Por Maria Helena Leonel de Queiroz
Ouvinte da CBN
No Conte Sua História de São Paulo, o texto da ouvinte Maria Helena Leonel Gandolfo:
Meu pai havia se casado com a filha de um comerciante português. O tio Carlos, irmão do papai, com a filha de um rico industrial italiano. Em 1936, morávamos em um sobradinho na Lapa. E meu tio num belo palacete na Rua Estados Unidos. No dia 12 de julho um importante acontecimento marcava a estreia da cidade de São Paulo no cenário automobilístico internacional: o I Grande Prêmio de São Paulo.
Pilotos europeus e sulamericanos, que um mês antes haviam participado do IV GP Cidade do Rio de Janeiro, no Circuito da Gávea, inscreveram-se para a prova que iria se realizar nas ruas do Jardim América. O circuito, com cerca de 2.500 metros, tinha sua linha de largada e de chegada na Av. Brasil, em frente ao prédio do Automóvel Clube e formava o quadrilátero com as ruas Colômbia, Estados Unidos e Canadá. Um percurso de 60 voltas, totalizando 150 quilômetros.

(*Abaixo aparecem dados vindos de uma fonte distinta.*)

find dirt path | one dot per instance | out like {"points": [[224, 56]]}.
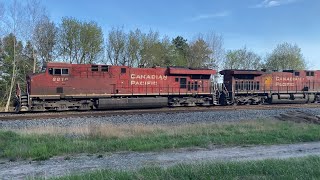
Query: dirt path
{"points": [[59, 166]]}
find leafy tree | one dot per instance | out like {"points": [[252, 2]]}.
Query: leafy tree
{"points": [[242, 59], [286, 56], [116, 46], [91, 41], [45, 39], [181, 51], [150, 42], [35, 12], [199, 54], [134, 46], [69, 39], [80, 42], [215, 44], [13, 22]]}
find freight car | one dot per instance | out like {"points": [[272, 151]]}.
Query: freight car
{"points": [[63, 86], [257, 87]]}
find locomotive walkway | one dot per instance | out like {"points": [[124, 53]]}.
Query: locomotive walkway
{"points": [[95, 113], [60, 166]]}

Alguns corredores, os mais renomados, eram o italiano Carlo Pintacuda, com sua Alfa Romeo 8C35, o argentino Augusto MacCarthy com um Crysler V-8; e os brasileiros Manuel de Teffé, com sua Alfa Romeo 6C1750 e Chico Landi, com um Fiat. Mas a estrela, sem dúvida, era a francesa Hellé-Nice, que disputava a corrida com seu Alfa Romeo 8C35, pintado de azul — artista de teatro, acrobata e dançarina no Cassino de Paris, Mariette Hélène Delangle, nascida em 15 de dezembro de 1900, havia iniciado sua carreira como piloto nos anos 30.
Meu tio, por morar na Rua Estados Unidos, mandou fazer no jardim um palanque para assistir à corrida com todo o conforto junto com seus amigos. Meus pais, obviamente, figuravam entre os convidados. Nós, as crianças, ora brincando no jardim, ora subindo no palanque, estávamos na maior excitação, ouvindo o barulhão dos carros que passavam.

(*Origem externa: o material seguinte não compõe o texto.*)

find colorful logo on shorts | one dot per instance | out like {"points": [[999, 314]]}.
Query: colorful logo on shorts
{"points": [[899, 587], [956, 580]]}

Até que, lá pela 50ª volta, aconteceu o acidente. Dizem uns que foi quando Helenice tentou ultrapassar Manuel de Teffé e os carros se entrechocaram. Outros, que ela perdeu a direção para não atropelar um policial que atravessou a pista. Outros ainda contam que uma fã de Teffé, para atrapalhar Helenice, empurrou contra seu carro um fardo de feno.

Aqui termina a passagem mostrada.